Super Mario World’s influence extends far beyond its initial release. It had a central role in the development of romhacks, where video game designers would replace the game’s data with their own levels. One Japanese romhack series, Kaizo Mario World (2007), inspired the category of extremely difficult “kaizo hacks”, and eventually the entire precision platformer genre. A tool-assisted speedrun demonstrated a crowd-pleasing arbitrary code execution exploit in 2014. Wilder still, a human-viable arbitrary code execution skipping to the credits was discovered in 2016.
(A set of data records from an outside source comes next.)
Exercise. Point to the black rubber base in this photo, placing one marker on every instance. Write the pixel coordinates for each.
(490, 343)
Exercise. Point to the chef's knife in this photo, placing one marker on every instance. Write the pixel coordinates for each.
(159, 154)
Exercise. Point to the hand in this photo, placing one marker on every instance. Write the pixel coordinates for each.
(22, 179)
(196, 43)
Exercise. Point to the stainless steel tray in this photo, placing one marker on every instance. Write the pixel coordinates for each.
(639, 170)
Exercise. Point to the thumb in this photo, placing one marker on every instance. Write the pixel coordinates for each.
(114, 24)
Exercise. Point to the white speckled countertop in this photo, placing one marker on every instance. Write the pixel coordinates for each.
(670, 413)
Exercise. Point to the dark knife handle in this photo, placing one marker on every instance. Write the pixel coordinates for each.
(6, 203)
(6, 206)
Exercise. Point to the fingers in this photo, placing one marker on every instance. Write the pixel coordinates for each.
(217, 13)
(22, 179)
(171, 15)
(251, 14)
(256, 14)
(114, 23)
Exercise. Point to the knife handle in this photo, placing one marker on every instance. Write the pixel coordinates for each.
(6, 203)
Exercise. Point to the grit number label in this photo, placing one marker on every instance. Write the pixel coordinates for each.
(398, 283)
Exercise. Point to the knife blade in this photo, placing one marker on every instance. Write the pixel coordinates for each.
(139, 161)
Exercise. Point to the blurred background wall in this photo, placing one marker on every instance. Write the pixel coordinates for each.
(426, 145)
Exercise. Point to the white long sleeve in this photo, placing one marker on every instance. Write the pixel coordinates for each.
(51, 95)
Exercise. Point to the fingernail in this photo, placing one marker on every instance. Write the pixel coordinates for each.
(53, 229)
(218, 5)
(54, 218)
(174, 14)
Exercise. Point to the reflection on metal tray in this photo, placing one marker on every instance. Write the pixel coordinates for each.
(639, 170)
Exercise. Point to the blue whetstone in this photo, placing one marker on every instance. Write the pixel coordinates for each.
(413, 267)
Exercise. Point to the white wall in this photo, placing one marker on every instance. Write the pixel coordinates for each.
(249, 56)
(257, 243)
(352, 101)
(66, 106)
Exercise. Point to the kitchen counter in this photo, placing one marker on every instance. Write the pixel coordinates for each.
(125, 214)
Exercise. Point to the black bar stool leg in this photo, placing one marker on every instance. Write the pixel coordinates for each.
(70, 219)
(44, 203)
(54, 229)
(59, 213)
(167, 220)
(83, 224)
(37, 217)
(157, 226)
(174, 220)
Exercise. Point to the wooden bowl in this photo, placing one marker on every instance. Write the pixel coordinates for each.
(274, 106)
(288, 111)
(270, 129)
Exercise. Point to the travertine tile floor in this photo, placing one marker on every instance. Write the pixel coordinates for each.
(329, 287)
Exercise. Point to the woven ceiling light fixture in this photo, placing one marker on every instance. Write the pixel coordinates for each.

Like many children’s properties, Super Mario World enjoyed a multimedia merchandising blitz that included comic books and a TV cartoon. The Mario Cinematic Universe became a childhood obsession for me. McDonalds tie-in? Weird cereal? Serial manga? Off-model trading cards? I was there for it, designing levels, drawing comics, and imagining extensions to Super Mario World and its tie-ins like Super Mario Kart (1992), Yoshi’s Cookie (1992), and Mario is Missing (1993). I dressed as Mario for Halloween in 1993. It’s hard to overstate its impact on my childhood.

There’s a tough tradeoff to make when categorizing games before 1995. Do you count the year a game was first released in any market, or just the US market? In this series, it makes more sense to count the first release in any market. This approach better showcases the gradual lifting of the era’s technological limitations. One caveat is that Super Mario World’s US influence is inextricably tied to the media landscape it released into in late 1991, not 1990. Another caveat is this series is a personal history, and my own stories about the game center around 1992, not 1990.

In the US, Super Mario World launched alongside Sonic the Hedgehog (1991). From our future perspective, we can assess that Mario’s fundamentals and continuous reinvention handily outpaced Sonic’s attitude and speed. Both hardware and game design needed to advance before Sonic’s core promise of full speed could be realized. That didn’t line up until as recently as Sonic Mania (2017). In contrast, Super Mario World is still the exemplar of a 2D platformer. Super Mario Wonder (2023) might do more things, do wilder things, and be more kid-friendly, but it isn’t fundamentally better at doing the thing that Super Mario World aimed to do. Anyway, this was all unclear at the time. The two mascots began a heated rivalry that only started dying down a generation later, with Mario & Sonic at the Olympic Games (2007).